THE MAN WHO TALKS TO DOGS

The Story of America’s Wild Dogs and Their Unlikely Savior

by Melinda Roth

Pub Date: Dec. 1st, 2002
ISBN: 0-312-28397-0
Publisher: Dunne/St. Martin's

Feral dogs have their day in this overextended exploration of East St. Louis and its #1 Dog Lover.

News flash: packs of wild dogs are roaming America’s inner cities. Journalist Roth discovered this fact while profiling local fixture Randy Grim for the St. Louis Riverfront Times. Driving a beat-up VW bus, maniacally devoted to the unclaimed canines, and possessed of a catalogue of germ phobias that prevents him from eating at buffets or touching escalator handrails, Grim surely seemed a likely subject for a newspaper profile. But Roth has stretched what could have been an engaging feature essay into something that can’t quite hold its own weight. She begins well enough, if melodramatically, taking the reader along with Grim as he prowls abandoned lots on a snowy night. He pounds up staircases and slips on the ice while an uncomprehending animal attempts to escape its hunter, who illustrates all the while the qualities needed (patience, fearlessness) for a job nobody wants.
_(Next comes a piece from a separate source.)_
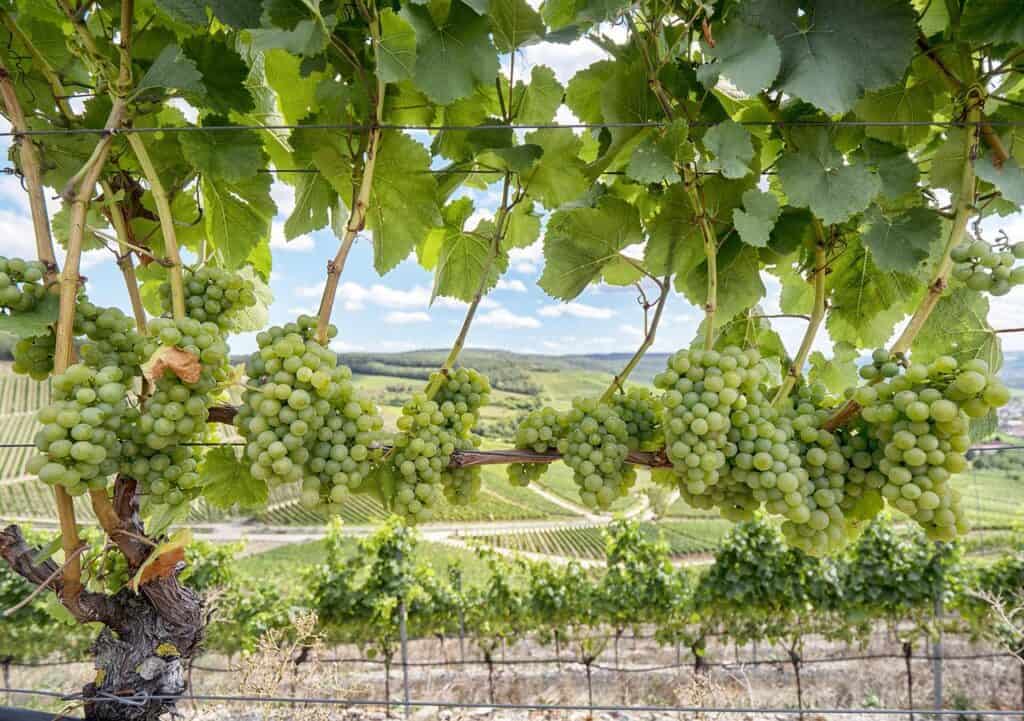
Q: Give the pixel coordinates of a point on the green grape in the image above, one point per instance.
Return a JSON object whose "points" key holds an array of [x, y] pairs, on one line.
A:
{"points": [[540, 431], [303, 419], [20, 284], [595, 447], [213, 294], [79, 441]]}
Grim then recalls his first rescue (which landed him with 13 puppies needing to be fed with an eyedropper every two hours for weeks) and the effect of his new obsession on family and friends. With trademark newspaper prose—the sentence fragment, the one-sentence paragraph, the particular affection for “gray” as a descriptor—Roth clatters her way through Grim’s stalking of one particular pack and his efforts to publicize the plight of the abandoned animals. Along the way, she drops in lessons on the likely evolution of domesticated dogs, the prevalence of dog-fighting, the formation of pack mentality, and the thought processes of wild and domesticated dogs.

A worthy concept brought low by abrasive style and slapdash organization.